If your contract doesn't provide clear answers to these questions, you risk being charged a substantial amount in additional fees with no legal recourse.
Three types of software development contracts
A software development contract consists of legal documents that contain specific details of what your organization is expecting from a vendor. Types of arrangements can vary depending on the engagement model you choose for your project. These models typically fall within three types:
Dedicated engineering team contract
This cooperation model is ideal for long-term projects that have a more ambiguous scope in which a hired team acts as an extension of your organization.
Time and material contract
These widespread contracts are frequently used for work on a specific project limited in time with a loosely defined scope. With this type of cooperation model, you maintain full control over the project and only pay for the amount of work done.
Product development model with a fixed-price contract
As the name implies, a vendor will return a specific service or deliverable for a particular price. Fixed-price contracts are best for small-to-medium projects with the predefined scope of work in which your organization prefers to maintain minimal control over the development process.
Software development contract red flags you need to watch
As a first step, potential vendors shall undergo the due diligence process to ensure the selected company has the skillset and integrity necessary to become enduring and trusted partner, says Andrii Volos, Legal Counsel at ELEKS.
Red flags may pop up when the agreement isn't specific enough or when it lacks transparency. Here's the extended list of the potential issues you need to be aware of:
The scope of the fixed price project is not clearly defined
A correct contract is very specific from the beginning as to what services are going to be provided and what work is to be done. If in fixed-price involvements any of this information is loosely defined, you're looking at a big red flag.
Client's and vendor's responsibilities are defined vaguely
The project should have necessary oversight to keep both costs and scheduling managed. Good services contract shall clearly identify the specific obligations of each party.
The arrangement doesn't specify quality expectations
A contract without a service level agreement or warranty for software quality expectations is a red flag.
No acceptance criteria predefined
Whet project scope is clearly defined, the contract shall contain the procedure to ensure that deliverables comply with the agreed specification.
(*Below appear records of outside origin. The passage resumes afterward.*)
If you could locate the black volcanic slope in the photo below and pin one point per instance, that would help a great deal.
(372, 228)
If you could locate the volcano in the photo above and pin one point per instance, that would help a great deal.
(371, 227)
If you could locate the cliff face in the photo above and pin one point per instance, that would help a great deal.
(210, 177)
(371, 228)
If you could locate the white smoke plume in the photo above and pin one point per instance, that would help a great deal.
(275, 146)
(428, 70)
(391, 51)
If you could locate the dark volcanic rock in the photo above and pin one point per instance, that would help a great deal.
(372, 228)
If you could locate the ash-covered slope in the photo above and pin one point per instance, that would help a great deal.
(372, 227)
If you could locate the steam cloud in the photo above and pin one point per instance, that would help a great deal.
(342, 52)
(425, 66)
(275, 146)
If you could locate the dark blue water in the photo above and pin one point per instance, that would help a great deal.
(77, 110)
Final payment (usually something like 20 percent) is often linked to the successful acceptance.
Personnel skillset issues
Vendor shall be contractually required to assign to the project only specialists with relevant experience and necessary skillset.
Cost and payment terms are loosely defined
Unless the contract establishes explicitly the work being done and what you are going to pay for it, you may end up with an incomplete product or get stuck with overage charges for uncovered work. The contract also needs to establish an invoice and payment policy.
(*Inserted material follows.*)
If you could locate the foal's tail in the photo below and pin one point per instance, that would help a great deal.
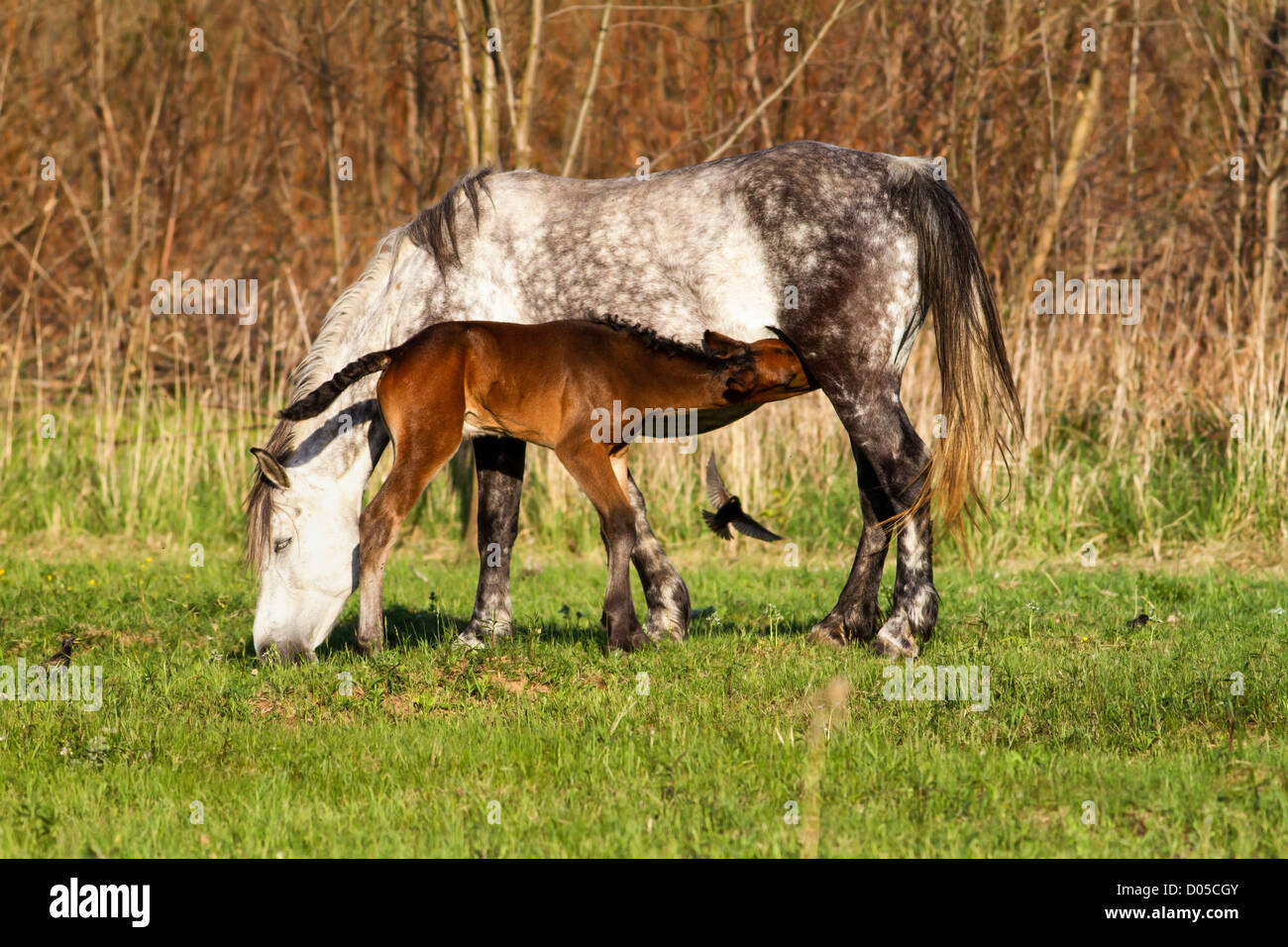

There's no indemnification
Professional service contracts shall at least include the clause protecting the Client from claims that may arise if the vendor infringes the copyright of a third party.
There's no liability cap
Unless the contract clearly states each side's liability throughout the project, both your organization and the vendor run the risk of paying the entire bill when a project result is unsatisfactory.
There's no transfer or handover process
The contract needs to be clear about how ownership of the project will move after completion or in the event of a contract dissolution.
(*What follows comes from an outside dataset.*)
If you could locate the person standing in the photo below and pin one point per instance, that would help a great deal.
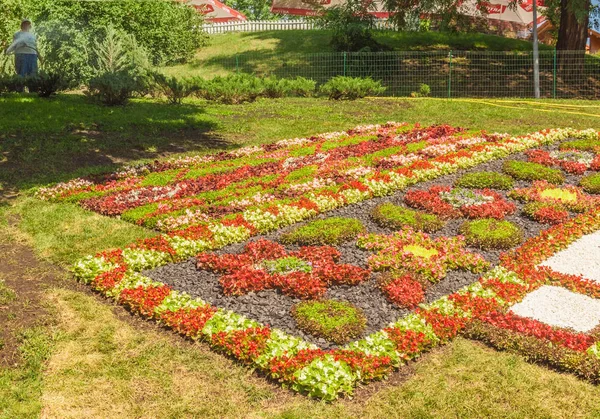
(24, 47)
It doesn't set notice periods
The contract should be clear on how much advance notice the vendor needs to give concerning any changes to or the demise of the project.
Code ownership is not defined
It's a huge red flag when the contract doesn't state that your business owns the code or the deliverables. Without establishing ownership, you can lose control of your software if the vendor exits.
The contract doesn't legally protect you
The software development agreement should cover data security and confidentiality with non-disclosure agreements when necessary. The document also needs to include a non-solicitation cause so the vendor can't poach your employees after a job. The agreement should set international jurisdiction, dispute resolution.